主に3部構成で、最初が数学に対しての著者の考え方、次が当時(1980年頃)の日本の数学教育への意見が書かれています。

そして最後が著者が1950年頃から20年近く外国の大学に通っていた時の話が書かれていてまとめられています。

 

 最初の数学についての話のところでは、僕がこの本を買った決め手である「数覚」が紹介されています。

「数覚」という言葉は辞書に載っているわけではなく著者の造語です。

僕も数学を学んだり実生活で吸収・応用するにあたって大きく関係があるのがこの「数覚」にあると考えています。

では「数覚」がどのようなものかというと、感覚的なものということもあって著者も「説明しがたいもの」と言わざるを得ないほどですが、

 

数学を理解するということは数学的現象を「見る」ことであろう。
ここで「見る」といったのは、目で見るのとは違うけれど、ある種の感覚によって近くすることであろう。

 

この際に機能している感覚のことを「数覚」と呼んでいます。

並列的にここで同時に例を挙げているのが初めて行き着いた地での方向感覚で、どちらも論理的推察能力などとは異なった純粋な感覚であるわけです。

「数学のセンス」と言われるものもこの数覚によるところなわけです。
この数覚というものは先天的に備わっているものであるために個人差はあるものであるのも事実です。

では生まれつき備わっていない人は諦めるしかないかというとそうではなく、

 

数学を習得するには、毎日長い時間をかけて繰り返し練習をすることが必要であると思う。

これによって数学的事実を把握する感覚が発達するのである。

 

と述べているように、努力によって後天的に高められるものでもあります。

これについてはまさに僕自身が証明であると言いたいです。

このことが2000年より前に唱えられていながら同じようなことが述べられているのが『ドラゴン桜』しか見つからないぐらいなので驚きものです。

 

 次には30年ぐらい前の当時の日本の教育全般と数学教育を批判しています。

30年も前になるので今とでは教育の在り方や行われ方が違っているのも事実です。

しかしこの時点で学力の低下や日本の将来を不安視しているわけですが、理由は初等・中等教育での早くからの教えすぎを指摘しています。

その年齢に適した内容以上に教え込みすぎていてゆとりがなくなっているのではと提唱しています。

教育史からみるとこの後にゆとり教育がはじまるわけで、それも成功と世間で言われることはなく、もし原因が考える必要があった適齢を無視したがゆえだったとしたら滑稽なものです。

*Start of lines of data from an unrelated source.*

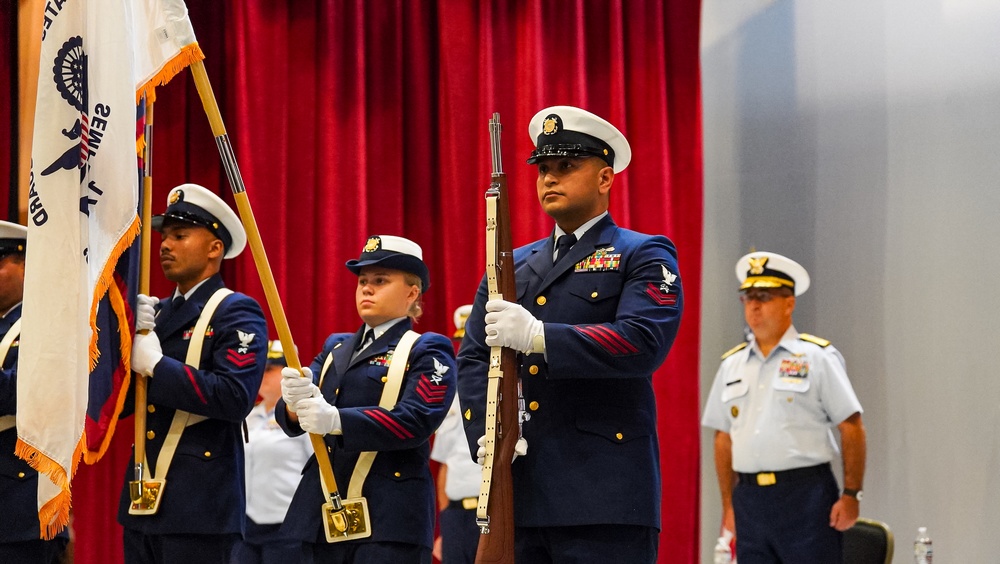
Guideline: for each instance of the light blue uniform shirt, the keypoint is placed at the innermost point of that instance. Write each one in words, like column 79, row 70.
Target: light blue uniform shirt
column 780, row 411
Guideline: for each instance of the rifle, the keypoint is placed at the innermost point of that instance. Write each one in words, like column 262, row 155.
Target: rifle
column 495, row 511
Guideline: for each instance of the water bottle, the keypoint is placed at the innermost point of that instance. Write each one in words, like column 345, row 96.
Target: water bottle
column 722, row 553
column 923, row 553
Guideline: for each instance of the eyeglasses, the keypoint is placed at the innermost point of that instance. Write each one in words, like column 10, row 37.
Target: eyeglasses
column 762, row 296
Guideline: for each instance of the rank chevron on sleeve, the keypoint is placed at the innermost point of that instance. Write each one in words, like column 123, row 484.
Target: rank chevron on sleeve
column 431, row 392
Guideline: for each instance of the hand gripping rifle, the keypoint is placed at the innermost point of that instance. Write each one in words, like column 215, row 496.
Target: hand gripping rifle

この本を読んでみると各教科の内容をばっさばっさと斬っていて、僕にはそれほどの見識がないのでそれについては何とも言えないのですが、大切な意見ではあるかなと思います。

この意見は30年前のことながら、教育の複雑化はこの頃から結局今日まで続いていることになります。

そのため、是非は別として、今の教育に一石を投じる意見としては非常に価値があると思いました。学校関係者にはぜひこの部分は読んでもらいたいです。

ちなみに数学教育についての批判は同感で、今の数学教育は計算練習を軽視しすぎているなと感じます。

 

 そして最後に著者の海外生活の様子が書かれています。

著者・小平邦彦さんは東大で数学の研究をしていた人ですが、戦後にアメリカの大学に入学し、1954年に数学最高峰の賞であるフィールズ賞を受賞した実績を持つ人です。

それだけ実績のある人だと堅実な人のように思ったのですが、タイトルに「怠け」とあるように堅実さとは離れているようでした。

このあたりはさらっと目を通した程度にしか読んでいませんが、戦後間もない上に敗戦国の人であるのに楽しそうな生活を送っている様子なのがイメージにギャップがありました。

しかしながら、小平さんも含め活躍している数学者の多くが自然や自然体を大切にしているのは何かあるのでしょうね。

読み進めていて僕もこういう力感のない生活にうらやましく思いました。